O
oitavo discute-se assim. — Parece que o anjo bem-aventurado pode pecar.
1.
— Pois, a beatitude não suprime a natureza, como se disse. Ora, da essência da
natureza criada é ser deficiente. Logo, o anjo bem-aventurado pode pecar.
2.
Demais. — As potências racionais são relativas a termos opostos, como diz o
Filósofo. Ora, a vontade do anjo beato nunca deixa de ser racional. Logo, é
relativa ao bem e ao mal.
3.
Demais. — Pelo livre arbítrio o homem pode escolher o bem e o mal. Ora, a
liberdade do arbítrio não diminui nos anjos beatos. Logo, podem pecar.
Mas,
em contrário, diz Agostinho, que nos santos anjos há a natureza, que não pode
pecar. Logo, não podem pecar.
Os anjos bem-aventurados não podem pecar, pois a beatitude deles consiste em
ver a essência de Deus. Ora, esta é a própria essência da bondade. Donde, o
anjo que vê a Deus está para o próprio Deus, como está para a noção comum do
bem quem quer que não vê a Deus. Ora, é impossível que alguém queira ou faça
alguma obra sem visar o bem; ou que queira se desviar do bem como tal. Logo, o
anjo beato, não podendo querer ou agir sem visar a Deus, não pode, assim
querendo ou agindo, pecar. Por onde, o anjo beato de nenhum modo pode pecar.
DONDE
A RESPOSTA À PRIMEIRA OBJEÇÃO. — O bem criado, em si considerado, pode ser
deficiente. Mas pela união perfeita com o bem incriado, como é a união da
felicidade, ele consegue não poder pecar, pela razão supra dita.
RESPOSTA
À SEGUNDA. — As virtude racionais são relativas a termos opostos quanto ao que
não estão naturalmente ordenadas; não, porém, quanto ao que estão. Assim, o
intelecto não pode deixar de assentir aos princípios naturalmente conhecidos; e
semelhantemente, a vontade não pode deixar de aderir ao bem, como tal, porque
está naturalmente ordenada para ele como para o seu objeto. Portanto, a vontade
dos anjos é relativa a termos opostos, quanto a fazer ou não fazer muitas
coisas. Mas, quanto ao próprio Deus, que vêem como sendo a própria essência da
bondade, não são relativos a termos opostos; antes, conformando-se com Deus, se
dirigem a tudo, sejam quais forem os opostos que escolham; e nisso não há
pecado.
RESPOSTA
À TERCEIRA. — O livre arbítrio está para a eleição dos meios como o intelecto
para as conclusões.
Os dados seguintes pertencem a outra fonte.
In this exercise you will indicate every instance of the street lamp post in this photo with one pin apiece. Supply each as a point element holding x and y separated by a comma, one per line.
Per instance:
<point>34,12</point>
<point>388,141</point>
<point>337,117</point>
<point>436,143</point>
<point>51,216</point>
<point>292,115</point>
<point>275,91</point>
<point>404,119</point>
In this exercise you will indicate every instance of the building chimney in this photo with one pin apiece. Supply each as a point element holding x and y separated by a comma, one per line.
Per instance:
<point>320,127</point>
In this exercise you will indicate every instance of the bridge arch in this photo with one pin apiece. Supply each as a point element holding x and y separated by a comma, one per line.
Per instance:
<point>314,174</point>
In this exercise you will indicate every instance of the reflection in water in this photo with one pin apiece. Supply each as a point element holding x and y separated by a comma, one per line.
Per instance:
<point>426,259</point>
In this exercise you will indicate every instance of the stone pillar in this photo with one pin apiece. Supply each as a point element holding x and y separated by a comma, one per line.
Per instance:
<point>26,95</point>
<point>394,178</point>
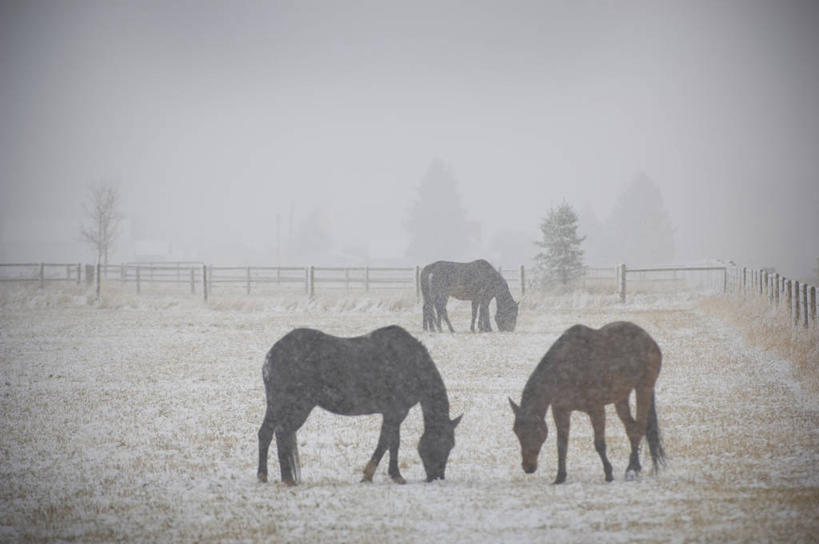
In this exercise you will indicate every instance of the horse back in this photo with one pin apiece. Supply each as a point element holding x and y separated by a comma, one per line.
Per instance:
<point>587,367</point>
<point>351,376</point>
Ora, como é manifesto, pela sua virtude, o intelecto pode
proceder a diversas conclusões segundo os princípios dados; mas, se proceder a
alguma conclusão preterindo a ordem dos princípios será isso defeito seu. Donde,
à perfeição da liberdade do arbítrio pertence o poder de eleger diversos meios,
conservada a ordem do fim; mas, será um defeito da sua liberdade se eleger
algum meio divertindo da ordem do fim, e pecando. Donde, maior é a liberdade do
arbítrio nos anjos, que não podem pecar, do que em nós, que podemos.